An advisory committee last year found that Zynquista’s benefit-risk profile in type 1 diabetes was unfavorable due to cases of diabetic ketoacidosis.
Lexicon Pharmaceuticals will wait a few months more on moving Zynquista forward in type 1 diabetes, after the FDA requested more time to review the biotech’s additional submissions for the drug.
Following a complete response letter in December 2024, the agency granted Lexicon a type D meeting to discuss the next regulatory steps for Zynquista. In connection with this meeting, the biotech earlier this month submitted additional data from three ongoing studies to support the risk-benefit profile of Zynquista in this indication.
The FDA was originally supposed to give its feedback from the type D meeting by the end of this month but has now pushed that timeline back into the fourth quarter, according to Lexicon’s news release on Monday.
Designed to be taken alongside insulin, Zynquista is an oral drug that Lexicon is proposing for improving glycemic control in patients with type 1 diabetes. Its active ingredient, sotagliflozin, is a dual inhibitor of the SGLT2 and SGLT1 proteins, both of which play key roles in glucose absorption in different organs: The former acts on the kidneys while the latter exerts its effects on the gastrointestinal tract. Sotagliflozin won the FDA’s blessing in May 2023 for heart failure, for which it is marketed as Inpefa.
Its path in diabetes, however, has yet to bear fruit. In October 2024, the FDA’s Endocrinologic and Metabolic Drugs Advisory Committee came together to discuss Lexicon’s application—and handed the biotech a decisive defeat. Voting 11–3, the panel of external experts found that Zynquista’s benefits in type 1 diabetes do not outweigh its risks, according to reporting from Fierce Pharma at the time, pointing to an elevated risk of diabetic ketoacidosis.
The FDA followed the recommendations of its advisors months later, handing Lexicon a complete response letter. The biotech had anticipated the rejection and a few days prior had discontinued launch preparations for Zynquista.

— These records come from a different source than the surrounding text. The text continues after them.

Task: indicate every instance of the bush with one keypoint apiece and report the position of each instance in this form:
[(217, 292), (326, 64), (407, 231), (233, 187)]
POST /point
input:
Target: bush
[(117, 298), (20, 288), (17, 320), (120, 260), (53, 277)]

Monday’s FDA delay comes after Lexicon last week released post-hoc data for its non-opioid painkiller pilavapadin, supporting its decision to advance the asset into Phase III despite a failed mid-stage trial. The Phase IIb PROGRESS trial focused on patients with diabetic peripheral neuropathic pain and in March this year failed to show a “lack of separation” versus placebo in terms of pain outcomes.